La série montre également comment les grandes puissances ont rapidement compris l’importance géostratégique de la zone. Situé à proximité immédiate du détroit de Gibraltar – point de passage stratégique mondial – l’îlot Leila cristallisait les tensions liées à la souveraineté, à la sécurité maritime, mais aussi aux héritages coloniaux non soldés.
 
L’îlot comme prisme des contentieux persistants
 
Au-delà de la seule crise de l’îlot Perejil, la série interroge la portée symbolique de cet événement dans le cadre des relations hispano-marocaines.
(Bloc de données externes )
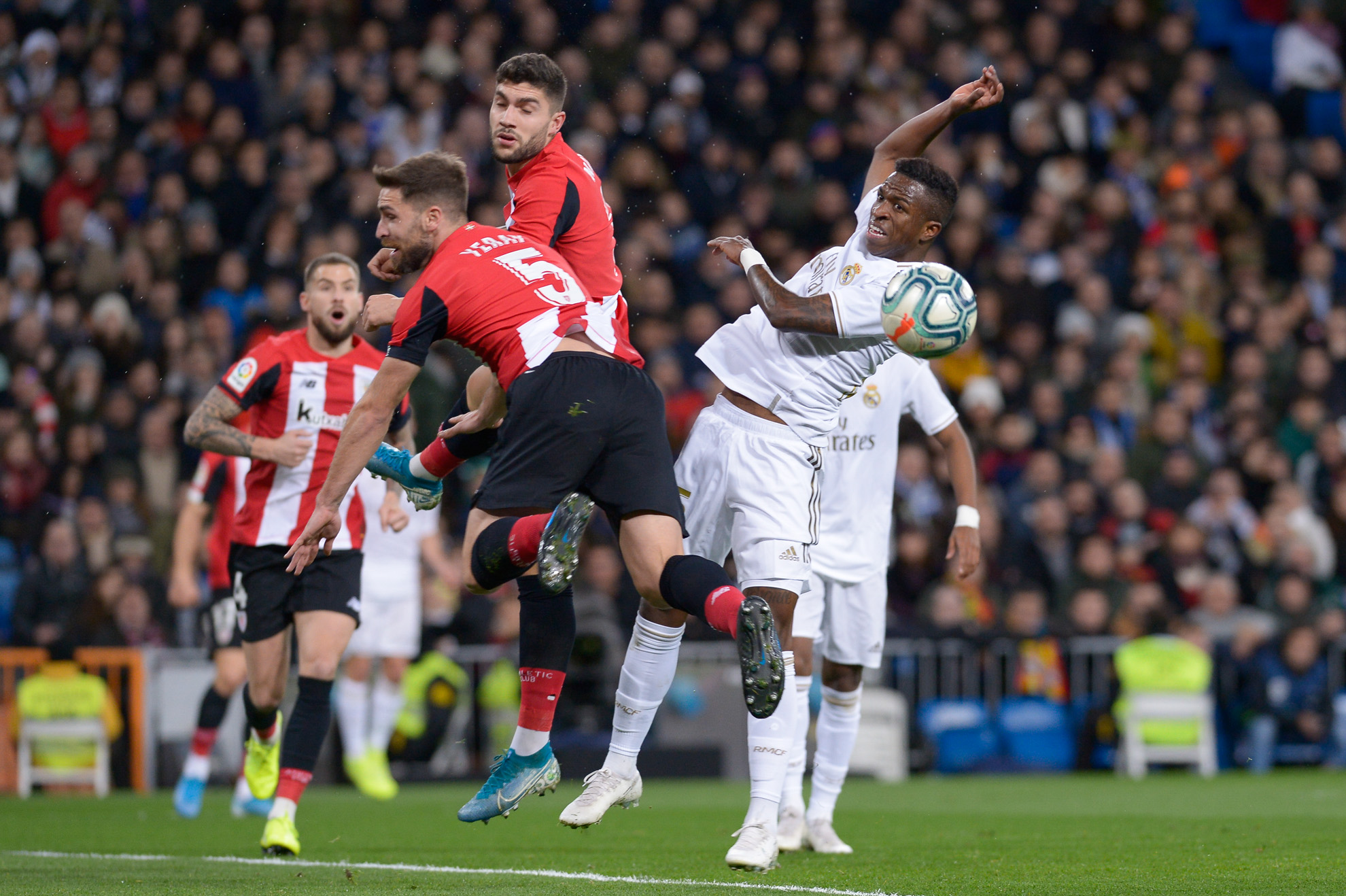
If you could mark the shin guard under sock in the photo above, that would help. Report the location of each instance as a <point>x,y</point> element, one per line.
<point>700,587</point>
<point>307,727</point>
<point>260,720</point>
<point>505,549</point>
<point>545,640</point>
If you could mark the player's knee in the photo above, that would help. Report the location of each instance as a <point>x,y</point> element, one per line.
<point>661,617</point>
<point>840,677</point>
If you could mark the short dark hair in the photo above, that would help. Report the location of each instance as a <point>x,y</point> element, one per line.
<point>431,178</point>
<point>940,186</point>
<point>329,258</point>
<point>538,70</point>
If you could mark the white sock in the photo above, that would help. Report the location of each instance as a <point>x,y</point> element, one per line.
<point>281,808</point>
<point>839,723</point>
<point>793,793</point>
<point>419,468</point>
<point>528,742</point>
<point>197,768</point>
<point>646,676</point>
<point>353,716</point>
<point>383,719</point>
<point>769,754</point>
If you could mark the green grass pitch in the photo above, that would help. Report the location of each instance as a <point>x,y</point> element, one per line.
<point>1170,833</point>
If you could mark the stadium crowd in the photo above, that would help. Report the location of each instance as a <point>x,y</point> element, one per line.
<point>1158,240</point>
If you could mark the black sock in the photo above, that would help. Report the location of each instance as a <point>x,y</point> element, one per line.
<point>471,445</point>
<point>307,728</point>
<point>258,719</point>
<point>213,705</point>
<point>545,626</point>
<point>491,564</point>
<point>688,580</point>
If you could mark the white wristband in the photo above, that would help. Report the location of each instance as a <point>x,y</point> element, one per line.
<point>750,257</point>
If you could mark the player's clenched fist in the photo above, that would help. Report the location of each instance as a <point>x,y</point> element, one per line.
<point>730,247</point>
<point>384,265</point>
<point>380,311</point>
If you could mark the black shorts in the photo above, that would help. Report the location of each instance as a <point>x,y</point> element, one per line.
<point>269,598</point>
<point>586,423</point>
<point>220,622</point>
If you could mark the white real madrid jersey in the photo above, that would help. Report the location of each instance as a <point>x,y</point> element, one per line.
<point>804,377</point>
<point>862,463</point>
<point>392,551</point>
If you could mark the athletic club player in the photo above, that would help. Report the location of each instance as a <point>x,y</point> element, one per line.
<point>215,493</point>
<point>582,419</point>
<point>302,386</point>
<point>555,199</point>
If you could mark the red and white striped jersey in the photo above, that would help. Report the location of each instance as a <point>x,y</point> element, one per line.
<point>220,483</point>
<point>557,201</point>
<point>291,386</point>
<point>502,295</point>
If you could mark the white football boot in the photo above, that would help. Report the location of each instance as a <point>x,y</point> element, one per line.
<point>602,791</point>
<point>821,838</point>
<point>789,831</point>
<point>754,850</point>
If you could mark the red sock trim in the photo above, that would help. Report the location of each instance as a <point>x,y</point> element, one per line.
<point>722,610</point>
<point>438,459</point>
<point>538,692</point>
<point>524,538</point>
<point>203,740</point>
<point>292,782</point>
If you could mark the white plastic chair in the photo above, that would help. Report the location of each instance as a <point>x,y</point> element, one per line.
<point>1135,755</point>
<point>90,729</point>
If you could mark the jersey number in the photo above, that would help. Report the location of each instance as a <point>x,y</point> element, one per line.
<point>521,264</point>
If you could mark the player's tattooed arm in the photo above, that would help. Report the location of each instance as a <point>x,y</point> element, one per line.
<point>209,430</point>
<point>787,310</point>
<point>913,136</point>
Elle met en parallèle ce face-à-face militaire avec d’autres dossiers toujours sensibles : la question du Sahara, les villes occupées de Sebta et Mellilia, ou encore le contrôle du détroit et des flux migratoires.
 
L’îlot, par son insignifiance physique, révèle en creux les enjeux immenses liés aux zones d’ambiguïté territoriale, aux identités souveraines conflictuelles, et aux rivalités d’influence au sein de l’espace euro-méditerranéen.
 
Avec une réalisation soignée, Perejil adopte les codes narratifs du thriller politique tout en s’inscrivant dans une démarche de pédagogie historique. Les producteurs n’ont pas cherché à trancher le débat de souveraineté, mais à restituer le climat de crispation et de décisions prises sous pression. En choisissant de donner la parole à toutes les parties, la série prend le parti d’une mémoire plurielle, indispensable à la compréhension d’un contentieux toujours vivant.